There’s a lot of great content written about employee engagement, and I love finding quotes that best capture what engagement is and is not. Here are some of my favorites, listed alphabetically by author. So as not to overwhelm you with too many quotes, I’ll share more in my next post.

“ … employees engage with employers and brands when they’re treated as humans worthy of respect.” – Meghan M. Biro, Your Employees are Engaged … REALLY? Forbes.

“Connect the dots between individual roles and the goals of the organization. When people see that connection, they get a lot of energy out of work. They feel the importance, dignity, and meaning in their job.” – Ken Blanchard and Scott Blanchard, Do People Really Know What You Expect from Them? Fast Company.

“Engaged employees stay for what they give (they like their work); disengaged employees stay for what they get (favorable job conditions, growth opportunities, job security).” – BlessingWhite, The State of Employee Engagement 2008 [updated link]

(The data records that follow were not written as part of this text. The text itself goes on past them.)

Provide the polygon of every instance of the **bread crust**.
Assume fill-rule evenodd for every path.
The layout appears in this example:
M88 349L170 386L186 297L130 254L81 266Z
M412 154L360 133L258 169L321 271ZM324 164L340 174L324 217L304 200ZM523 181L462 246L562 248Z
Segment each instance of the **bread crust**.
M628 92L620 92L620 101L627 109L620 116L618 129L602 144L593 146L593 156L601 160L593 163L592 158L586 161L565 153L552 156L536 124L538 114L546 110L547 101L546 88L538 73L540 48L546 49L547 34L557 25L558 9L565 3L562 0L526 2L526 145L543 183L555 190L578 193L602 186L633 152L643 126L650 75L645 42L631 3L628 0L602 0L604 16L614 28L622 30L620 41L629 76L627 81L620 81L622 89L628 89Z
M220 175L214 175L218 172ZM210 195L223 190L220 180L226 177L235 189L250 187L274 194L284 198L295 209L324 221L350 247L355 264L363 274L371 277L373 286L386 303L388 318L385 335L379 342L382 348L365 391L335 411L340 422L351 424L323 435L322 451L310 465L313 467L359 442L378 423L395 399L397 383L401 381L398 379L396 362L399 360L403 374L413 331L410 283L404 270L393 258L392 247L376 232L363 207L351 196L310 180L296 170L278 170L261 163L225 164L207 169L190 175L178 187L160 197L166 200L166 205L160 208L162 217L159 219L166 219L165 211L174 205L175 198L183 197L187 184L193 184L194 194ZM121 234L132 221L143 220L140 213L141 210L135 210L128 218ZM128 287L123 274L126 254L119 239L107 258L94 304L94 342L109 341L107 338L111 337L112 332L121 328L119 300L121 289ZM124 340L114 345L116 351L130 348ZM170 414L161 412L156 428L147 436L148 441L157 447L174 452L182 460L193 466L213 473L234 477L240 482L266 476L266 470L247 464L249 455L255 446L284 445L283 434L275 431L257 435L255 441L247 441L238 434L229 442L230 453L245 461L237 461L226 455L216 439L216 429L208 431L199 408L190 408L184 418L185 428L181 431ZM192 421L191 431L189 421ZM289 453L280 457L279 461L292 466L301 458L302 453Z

“It’s sad, really, how a negative workplace can impact our lives and the way we feel about ourselves. The situation is reaching pandemic heights – most people go to work at jobs they dislike, supervised by people who don’t care about them, and directed by senior leaders who are often clueless about where to take the company.”  – Leigh Branham and Mark Hirschfeld, Re-Engage: How America’s Best Places to Work Inspire Extra Effort in Extraordinary Times.

“Highly engaged employees make the customer experience. Disengaged employees break it.” – Timothy R. Clark, The 5 Ways That Highly Engaged Employees are Different.

“Dispirited, unmotivated, unappreciated workers cannot compete in a highly competitive world.” – Francis Hesselbein, Hesselbein on Leadership.